Fui embora também contente, pois eu havia ajudado, com um pequeno gesto, a melhorar e mudar a vida de alguém. Mais uma vez valorizei acreditei na importância de um pensamento que tenho comigo : São as vezes pequenas coisas que podem mudar uma vida.
- Ana Maria Fernandes, 69, mineira de nascimento caiçara de Ubatuba por conversão e imersão na cultura, dedicou toda a sua vida profissional à sa Saúde Pública, inspirada por sua fé católica. Paralelamente, desde criança participa de vários grupos folclóricos caiçaras, sendo além de uma amante dessa cultura uma ferrenha defensora e divulgado. Apesar de gostar de escrever, é a primeira vez que escreve em uma mídia profissional.

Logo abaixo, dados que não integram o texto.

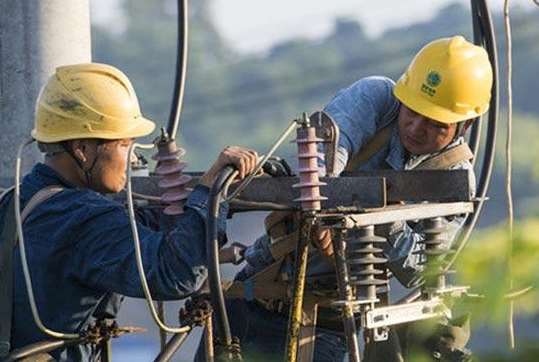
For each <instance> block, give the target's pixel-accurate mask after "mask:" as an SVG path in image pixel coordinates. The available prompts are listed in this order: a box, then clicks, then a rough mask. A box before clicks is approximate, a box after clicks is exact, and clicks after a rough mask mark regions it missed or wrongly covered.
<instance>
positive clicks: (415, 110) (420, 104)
mask: <svg viewBox="0 0 539 362" xmlns="http://www.w3.org/2000/svg"><path fill="white" fill-rule="evenodd" d="M393 94H394V95H395V97H397V99H398V100H399V101H400V102H401V103H402V104H404V105H405V106H406V107H408V108H410V109H411V110H413V111H414V112H417V113H419V114H421V115H423V116H425V117H427V118H430V119H432V120H434V121H436V122H440V123H445V124H453V123H458V122H462V121H466V120H468V119H472V118H476V117H479V116H481V115H482V114H484V113H485V112H486V111H487V110H488V106H487V107H486V108H485V109H484V110H483V112H481V113H477V112H467V113H465V114H463V113H456V112H452V111H450V110H448V109H446V108H444V107H441V106H439V105H437V104H434V103H432V102H429V101H428V100H427V99H425V97H423V96H421V95H418V94H415V93H412V92H409V91H408V90H407V89H405V86H404V85H403V84H402V83H400V82H399V83H397V84H396V85H395V87H394V88H393Z"/></svg>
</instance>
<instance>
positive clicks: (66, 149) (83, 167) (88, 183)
mask: <svg viewBox="0 0 539 362" xmlns="http://www.w3.org/2000/svg"><path fill="white" fill-rule="evenodd" d="M102 144H103V141H101V140H99V141H98V142H97V148H96V156H95V157H94V161H93V162H92V165H91V166H90V168H88V169H86V170H85V169H84V166H83V164H82V162H81V161H80V160H79V159H78V158H77V157H75V155H74V154H73V150H72V149H71V148H70V147H68V146H67V144H66V143H62V145H63V147H64V149H65V151H66V152H67V154H68V155H69V156H71V158H72V159H73V160H74V161H75V163H76V164H77V166H78V167H79V168H80V170H81V171H82V172H83V173H84V177H85V178H86V187H88V188H89V189H91V179H92V171H93V169H94V167H95V164H96V163H97V159H98V158H99V152H98V151H97V150H98V149H99V147H100V146H101V145H102Z"/></svg>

Oi Ana. Muito bacana as histórias. Realmente não precisamos – na maioria das vezes – de gestos ou feitos grandiosos para realizar algo em prol da comunidade. São as pequenas atitudes, feitas com amor que resolvem. Parabéns.
Além de tia,quem sugeriu meu nome, madrinha de batismo, tenho mto orgulho da ” Aninha” . Como assim todos a conhecem. Parabéns por sua missão transformada em profissão. E sua paixão por nossa cultura caiçara tão esquecida.
Eu e Aninha somos amigas online e de live, já havia ouvido edta história dela como muitas outras, é u Ser Humano admirável, na sua simplicidade é rica em sabedoria e tem um conhecimento muito grande da cultura caiçara de Ubatuba. Parabéns minha amiga por trazer esta história linda. A beleza está nos pequenos gestos que se tornam grande e fazem diferença na vida das pessoas
Quando me refiro a Aninha, é a a Ana Maria Fernandes, é o me jeito carinhoso de tratá- la. Um Ser admirável cheia de qualidades…
Doce é a lembrança da minha tia Ana contando suas histórias quando eu era adolescente. Fez-me voltar no tempo e sentir muita saudade.